Lattes was born to a family of Italian Jewish immigrants in Curitiba, Southern Brazil. He did his first studies in that town and in São Paulo, and his university studies at the University of São Paulo, graduating in 1943, in Mathematics and Physics. He was part of an initial group of brilliant young Brazilian physicists who worked under European teachers such as Gleb Wataghin (1899-1986) and Giuseppe Occhialini (1907-1993). Lattes was considered the most brilliant of those and was noted at a very young age as a bold researcher. His colleagues, who also became important Brazilian scientists, were Oscar Sala, Mário Schenberg, Roberto Salmeron, Marcelo Damy de Souza Santos and Jayme Tiomno. At the age of 23, he was one of the founders of the Brazilian Center of Physical Research (Centro Brasileiro de Pesquisas Físicas) in Rio de Janeiro.
From 1947 to 1948, Lattes launched on his main research line, by studying cosmic rays, which were discovered in 1932 by American physicist Carl David Anderson. He visited a weather station on top of the 5,200-meter high Chacaltaya mountain in Bolivia, using photographic plates to register the rays.
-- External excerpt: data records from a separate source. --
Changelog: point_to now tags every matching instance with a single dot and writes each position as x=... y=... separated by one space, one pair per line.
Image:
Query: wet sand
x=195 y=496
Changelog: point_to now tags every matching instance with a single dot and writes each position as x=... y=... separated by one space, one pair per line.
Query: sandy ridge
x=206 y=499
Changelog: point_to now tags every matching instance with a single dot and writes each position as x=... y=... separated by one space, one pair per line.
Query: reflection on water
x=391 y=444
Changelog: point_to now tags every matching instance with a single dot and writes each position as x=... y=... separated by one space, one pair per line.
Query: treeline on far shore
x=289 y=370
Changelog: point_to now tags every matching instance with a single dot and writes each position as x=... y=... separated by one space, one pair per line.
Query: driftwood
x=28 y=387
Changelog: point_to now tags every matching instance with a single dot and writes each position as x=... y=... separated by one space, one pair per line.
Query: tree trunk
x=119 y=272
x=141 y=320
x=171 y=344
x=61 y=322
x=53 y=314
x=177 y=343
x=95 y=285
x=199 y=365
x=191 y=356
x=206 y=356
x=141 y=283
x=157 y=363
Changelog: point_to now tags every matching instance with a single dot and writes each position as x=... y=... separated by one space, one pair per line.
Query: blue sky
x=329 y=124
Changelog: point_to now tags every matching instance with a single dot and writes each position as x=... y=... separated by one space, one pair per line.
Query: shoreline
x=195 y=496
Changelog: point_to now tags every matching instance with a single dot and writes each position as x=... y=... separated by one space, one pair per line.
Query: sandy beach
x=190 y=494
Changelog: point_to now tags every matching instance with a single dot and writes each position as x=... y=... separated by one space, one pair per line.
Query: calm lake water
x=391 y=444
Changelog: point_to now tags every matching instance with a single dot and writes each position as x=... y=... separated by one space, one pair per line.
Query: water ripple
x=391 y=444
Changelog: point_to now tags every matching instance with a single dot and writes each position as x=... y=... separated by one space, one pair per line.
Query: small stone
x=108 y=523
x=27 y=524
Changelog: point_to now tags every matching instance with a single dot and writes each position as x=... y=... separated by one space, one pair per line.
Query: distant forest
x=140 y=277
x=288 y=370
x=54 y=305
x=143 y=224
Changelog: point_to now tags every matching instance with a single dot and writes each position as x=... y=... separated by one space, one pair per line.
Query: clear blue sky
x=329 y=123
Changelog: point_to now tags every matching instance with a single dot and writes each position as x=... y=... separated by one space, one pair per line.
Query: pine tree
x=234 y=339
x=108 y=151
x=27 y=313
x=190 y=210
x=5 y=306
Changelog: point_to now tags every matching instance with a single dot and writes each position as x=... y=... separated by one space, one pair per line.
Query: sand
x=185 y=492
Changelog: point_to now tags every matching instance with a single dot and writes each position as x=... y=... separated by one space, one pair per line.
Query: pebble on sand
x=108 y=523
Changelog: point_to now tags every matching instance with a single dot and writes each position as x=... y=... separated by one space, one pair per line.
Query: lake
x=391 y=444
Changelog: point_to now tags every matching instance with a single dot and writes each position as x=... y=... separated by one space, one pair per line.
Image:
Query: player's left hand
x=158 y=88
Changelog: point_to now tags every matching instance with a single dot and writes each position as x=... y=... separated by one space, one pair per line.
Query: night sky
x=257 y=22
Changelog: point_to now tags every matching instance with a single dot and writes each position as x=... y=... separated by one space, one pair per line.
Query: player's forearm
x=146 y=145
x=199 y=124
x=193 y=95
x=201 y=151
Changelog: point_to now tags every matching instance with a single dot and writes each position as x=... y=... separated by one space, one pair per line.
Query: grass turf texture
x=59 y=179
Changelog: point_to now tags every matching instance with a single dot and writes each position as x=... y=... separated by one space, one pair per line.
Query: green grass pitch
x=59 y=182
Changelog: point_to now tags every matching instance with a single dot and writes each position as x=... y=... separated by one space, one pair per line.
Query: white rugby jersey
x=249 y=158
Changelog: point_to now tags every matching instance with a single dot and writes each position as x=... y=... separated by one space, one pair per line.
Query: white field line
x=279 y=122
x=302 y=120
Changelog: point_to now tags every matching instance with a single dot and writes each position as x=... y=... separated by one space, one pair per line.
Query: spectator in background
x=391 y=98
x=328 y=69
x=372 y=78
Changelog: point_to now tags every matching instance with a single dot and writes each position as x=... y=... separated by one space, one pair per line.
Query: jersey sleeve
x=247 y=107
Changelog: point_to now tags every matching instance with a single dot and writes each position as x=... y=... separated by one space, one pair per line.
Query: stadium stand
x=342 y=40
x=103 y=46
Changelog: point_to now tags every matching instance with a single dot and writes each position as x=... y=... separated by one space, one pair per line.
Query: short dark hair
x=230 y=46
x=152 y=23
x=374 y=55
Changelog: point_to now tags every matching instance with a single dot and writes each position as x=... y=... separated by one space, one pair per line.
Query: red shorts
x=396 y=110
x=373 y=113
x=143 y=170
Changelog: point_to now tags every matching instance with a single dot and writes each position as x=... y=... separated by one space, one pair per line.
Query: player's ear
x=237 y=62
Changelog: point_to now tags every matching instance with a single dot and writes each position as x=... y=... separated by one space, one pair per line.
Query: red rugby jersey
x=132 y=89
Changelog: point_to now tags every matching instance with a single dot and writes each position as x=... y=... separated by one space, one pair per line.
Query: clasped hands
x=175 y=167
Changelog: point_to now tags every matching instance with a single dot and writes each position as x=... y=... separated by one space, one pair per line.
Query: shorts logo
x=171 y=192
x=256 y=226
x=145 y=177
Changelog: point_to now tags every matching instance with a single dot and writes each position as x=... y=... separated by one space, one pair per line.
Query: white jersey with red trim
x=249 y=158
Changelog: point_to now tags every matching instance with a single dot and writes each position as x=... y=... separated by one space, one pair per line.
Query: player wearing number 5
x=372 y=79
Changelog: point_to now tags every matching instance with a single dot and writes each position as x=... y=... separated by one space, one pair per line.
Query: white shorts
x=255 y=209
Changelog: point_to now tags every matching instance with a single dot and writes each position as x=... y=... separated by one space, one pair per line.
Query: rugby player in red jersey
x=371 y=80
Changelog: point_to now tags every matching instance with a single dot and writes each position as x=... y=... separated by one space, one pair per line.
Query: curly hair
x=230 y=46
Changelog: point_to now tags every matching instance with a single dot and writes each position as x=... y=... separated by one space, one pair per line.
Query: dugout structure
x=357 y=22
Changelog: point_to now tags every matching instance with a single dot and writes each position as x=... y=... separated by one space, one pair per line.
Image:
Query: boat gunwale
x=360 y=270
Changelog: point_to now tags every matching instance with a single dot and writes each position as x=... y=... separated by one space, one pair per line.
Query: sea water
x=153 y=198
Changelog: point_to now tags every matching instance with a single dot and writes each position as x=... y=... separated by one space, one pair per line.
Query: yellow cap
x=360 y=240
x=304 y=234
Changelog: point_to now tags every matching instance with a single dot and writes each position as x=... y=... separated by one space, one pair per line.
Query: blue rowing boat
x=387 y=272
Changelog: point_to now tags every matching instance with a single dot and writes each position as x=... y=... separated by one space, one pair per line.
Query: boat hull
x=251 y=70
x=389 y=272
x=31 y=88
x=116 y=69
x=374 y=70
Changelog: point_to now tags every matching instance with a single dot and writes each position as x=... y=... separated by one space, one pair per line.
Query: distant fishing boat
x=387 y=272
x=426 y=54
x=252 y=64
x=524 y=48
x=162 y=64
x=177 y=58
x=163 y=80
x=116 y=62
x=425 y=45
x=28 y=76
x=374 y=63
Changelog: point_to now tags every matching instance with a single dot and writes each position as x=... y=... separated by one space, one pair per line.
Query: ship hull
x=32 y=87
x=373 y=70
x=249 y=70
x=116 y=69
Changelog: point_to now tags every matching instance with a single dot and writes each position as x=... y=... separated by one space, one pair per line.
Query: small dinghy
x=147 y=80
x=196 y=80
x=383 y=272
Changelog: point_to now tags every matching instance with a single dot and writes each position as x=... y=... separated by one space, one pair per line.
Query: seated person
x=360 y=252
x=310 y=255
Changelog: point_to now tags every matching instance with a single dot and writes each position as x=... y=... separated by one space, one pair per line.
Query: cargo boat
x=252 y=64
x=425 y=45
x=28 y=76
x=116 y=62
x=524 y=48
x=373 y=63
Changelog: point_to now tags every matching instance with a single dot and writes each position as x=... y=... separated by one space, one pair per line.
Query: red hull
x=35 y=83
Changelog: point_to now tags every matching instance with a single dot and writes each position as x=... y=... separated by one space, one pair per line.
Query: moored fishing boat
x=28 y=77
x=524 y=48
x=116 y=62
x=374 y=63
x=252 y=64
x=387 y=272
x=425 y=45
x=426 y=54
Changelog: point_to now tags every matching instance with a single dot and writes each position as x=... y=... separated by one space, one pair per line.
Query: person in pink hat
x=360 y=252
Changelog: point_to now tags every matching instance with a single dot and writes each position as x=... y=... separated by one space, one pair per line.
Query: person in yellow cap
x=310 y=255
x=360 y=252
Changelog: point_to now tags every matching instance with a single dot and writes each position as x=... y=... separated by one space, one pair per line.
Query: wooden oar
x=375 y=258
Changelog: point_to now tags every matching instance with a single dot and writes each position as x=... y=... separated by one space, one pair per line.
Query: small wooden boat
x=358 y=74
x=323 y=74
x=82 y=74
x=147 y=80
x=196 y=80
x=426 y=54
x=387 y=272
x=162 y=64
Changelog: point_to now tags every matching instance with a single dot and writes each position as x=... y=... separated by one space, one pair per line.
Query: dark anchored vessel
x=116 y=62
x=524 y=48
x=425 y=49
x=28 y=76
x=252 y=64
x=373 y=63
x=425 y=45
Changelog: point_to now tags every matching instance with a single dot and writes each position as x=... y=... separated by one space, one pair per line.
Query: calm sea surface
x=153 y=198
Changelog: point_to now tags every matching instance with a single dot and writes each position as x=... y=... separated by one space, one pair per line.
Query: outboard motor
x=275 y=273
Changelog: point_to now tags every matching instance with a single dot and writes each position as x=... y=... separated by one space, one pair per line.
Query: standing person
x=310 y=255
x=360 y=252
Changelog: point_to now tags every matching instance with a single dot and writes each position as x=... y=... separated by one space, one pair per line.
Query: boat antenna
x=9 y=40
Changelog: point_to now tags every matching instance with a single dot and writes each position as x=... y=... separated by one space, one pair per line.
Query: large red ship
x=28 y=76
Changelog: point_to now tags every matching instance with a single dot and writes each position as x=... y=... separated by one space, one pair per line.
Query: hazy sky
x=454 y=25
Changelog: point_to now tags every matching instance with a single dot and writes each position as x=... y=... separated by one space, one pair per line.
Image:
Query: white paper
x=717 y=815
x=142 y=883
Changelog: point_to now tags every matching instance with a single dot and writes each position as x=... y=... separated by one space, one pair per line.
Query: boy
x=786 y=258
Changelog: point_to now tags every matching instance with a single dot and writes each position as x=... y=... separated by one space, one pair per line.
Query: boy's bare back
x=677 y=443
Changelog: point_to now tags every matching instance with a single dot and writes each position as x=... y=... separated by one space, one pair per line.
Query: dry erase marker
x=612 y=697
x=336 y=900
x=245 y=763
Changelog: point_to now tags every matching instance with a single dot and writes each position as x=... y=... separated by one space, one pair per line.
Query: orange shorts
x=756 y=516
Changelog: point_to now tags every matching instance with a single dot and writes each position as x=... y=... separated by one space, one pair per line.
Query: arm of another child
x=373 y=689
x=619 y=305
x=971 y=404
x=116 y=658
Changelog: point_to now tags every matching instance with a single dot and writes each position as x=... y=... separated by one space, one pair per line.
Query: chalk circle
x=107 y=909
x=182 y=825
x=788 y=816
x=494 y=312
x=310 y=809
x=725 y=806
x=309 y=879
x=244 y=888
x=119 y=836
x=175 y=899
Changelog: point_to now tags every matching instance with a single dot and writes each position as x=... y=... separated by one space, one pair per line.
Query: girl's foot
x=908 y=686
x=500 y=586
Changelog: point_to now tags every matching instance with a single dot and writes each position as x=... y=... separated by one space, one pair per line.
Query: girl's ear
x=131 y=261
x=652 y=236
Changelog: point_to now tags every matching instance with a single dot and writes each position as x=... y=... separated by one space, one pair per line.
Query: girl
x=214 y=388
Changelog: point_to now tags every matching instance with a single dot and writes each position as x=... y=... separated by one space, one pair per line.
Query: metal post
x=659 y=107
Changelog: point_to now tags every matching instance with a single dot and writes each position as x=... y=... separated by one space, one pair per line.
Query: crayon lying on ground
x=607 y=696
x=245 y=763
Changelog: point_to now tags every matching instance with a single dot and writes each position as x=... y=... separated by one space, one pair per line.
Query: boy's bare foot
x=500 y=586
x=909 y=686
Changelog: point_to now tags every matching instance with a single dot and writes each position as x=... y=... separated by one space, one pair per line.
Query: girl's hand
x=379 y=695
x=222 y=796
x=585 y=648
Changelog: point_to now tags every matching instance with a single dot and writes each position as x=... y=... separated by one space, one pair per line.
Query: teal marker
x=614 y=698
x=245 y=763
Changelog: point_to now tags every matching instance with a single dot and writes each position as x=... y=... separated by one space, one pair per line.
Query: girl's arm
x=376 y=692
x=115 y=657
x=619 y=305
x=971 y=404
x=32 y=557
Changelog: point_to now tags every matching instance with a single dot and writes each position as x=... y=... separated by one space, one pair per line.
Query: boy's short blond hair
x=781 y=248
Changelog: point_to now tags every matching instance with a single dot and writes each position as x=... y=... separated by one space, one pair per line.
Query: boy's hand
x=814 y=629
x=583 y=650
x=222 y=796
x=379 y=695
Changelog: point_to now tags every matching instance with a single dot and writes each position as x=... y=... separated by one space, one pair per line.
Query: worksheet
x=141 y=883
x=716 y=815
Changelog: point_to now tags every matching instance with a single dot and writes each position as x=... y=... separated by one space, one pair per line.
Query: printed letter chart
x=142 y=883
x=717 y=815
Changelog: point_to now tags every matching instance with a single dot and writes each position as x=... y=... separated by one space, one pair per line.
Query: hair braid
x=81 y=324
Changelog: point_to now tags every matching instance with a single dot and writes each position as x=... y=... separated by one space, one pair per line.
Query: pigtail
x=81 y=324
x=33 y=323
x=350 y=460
Traveling to England with his teacher Occhialini, Lattes went to work at the H. H. Wills Laboratory of the University of Bristol, directed by Cecil Frank Powell (1903-1969). After improving on the nuclear emulsion used by Powell, by asking Ilford Co. to add more boron to it, in 1947, he made with them his great experimental discovery, that of a new atomic particle, the pi meson (or pion), which disintegrates into a new kind of particle, the mu meson. Brash young Lattes then proceeded to write a paper for Nature magazine without bothering to ask for Powell's consent. In the same year, he was responsible for calculating the new particle's mass, a painstaking job. A year later, working with Eugene Gardner (1913-1950) at the University of California, Berkeley, Lattes was able to detect the artificial production of pion particles in the lab's cyclotron, by bombarding carbon atoms with alpha particles. He was 24 years old.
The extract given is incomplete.